Em entrevista à Antena 1, o governante esclareceu que as suas palavras foram retiradas do contexto. Segundo explicou, a intervenção em causa ocorreu durante uma conversa com um estudante bolseiro que viveu numa residência universitária, tendo como objetivo abordar questões relacionadas com a gestão desses espaços.
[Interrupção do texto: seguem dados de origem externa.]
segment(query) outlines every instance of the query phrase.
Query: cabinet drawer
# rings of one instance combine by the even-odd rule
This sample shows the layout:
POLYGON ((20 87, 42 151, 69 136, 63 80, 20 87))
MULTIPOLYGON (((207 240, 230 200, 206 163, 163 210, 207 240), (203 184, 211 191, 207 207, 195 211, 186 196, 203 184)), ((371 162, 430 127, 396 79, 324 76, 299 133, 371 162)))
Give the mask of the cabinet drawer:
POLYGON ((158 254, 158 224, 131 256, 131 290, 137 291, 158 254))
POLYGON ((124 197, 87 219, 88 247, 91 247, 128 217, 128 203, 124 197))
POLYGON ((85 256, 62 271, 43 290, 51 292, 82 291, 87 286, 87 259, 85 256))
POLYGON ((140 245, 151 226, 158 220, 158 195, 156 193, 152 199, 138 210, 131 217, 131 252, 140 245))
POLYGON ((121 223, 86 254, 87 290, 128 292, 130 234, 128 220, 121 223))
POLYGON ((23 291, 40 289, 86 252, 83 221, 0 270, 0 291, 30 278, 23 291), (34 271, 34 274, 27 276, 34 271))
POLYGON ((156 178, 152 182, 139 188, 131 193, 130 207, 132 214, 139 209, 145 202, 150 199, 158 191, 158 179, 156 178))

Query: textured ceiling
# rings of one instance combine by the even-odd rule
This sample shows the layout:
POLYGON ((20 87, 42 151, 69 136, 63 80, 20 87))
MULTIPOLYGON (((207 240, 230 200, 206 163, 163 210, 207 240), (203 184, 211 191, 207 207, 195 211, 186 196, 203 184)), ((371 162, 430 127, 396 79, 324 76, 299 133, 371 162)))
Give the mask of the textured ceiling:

Fernando Alexandre afirmou que o seu comentário se centrou no funcionamento dos serviços públicos quando estes são frequentados apenas por pessoas com menores rendimentos e com menor capacidade de intervenção cívica. Nessa circunstância, disse, os responsáveis pela gestão tendem a não dar a devida atenção à manutenção e à qualidade dos serviços, sublinhando que a crítica se dirigia aos modelos de gestão e não aos utilizadores.
O ministro defendeu que as residências universitárias devem servir estudantes de diferentes contextos socioeconómicos, argumentando que essa diversidade contribui para uma maior exigência social e para uma melhor conservação dos espaços. Para Fernando Alexandre, garantir que estes serviços são acessíveis a todos é essencial para que sejam valorizados e devidamente cuidados.
Nesse sentido, reiterou a proposta de transformar as residências em espaços de integração para estudantes deslocados, onde bolseiros e não bolseiros sejam tratados de forma igual, promovendo o bem-estar e a atratividade desses equipamentos.
O titular da pasta da Educação frisou ainda que esta lógica deve aplicar-se a todos os serviços públicos, defendendo que a diversidade social é um fator determinante para uma gestão mais cuidada e responsável.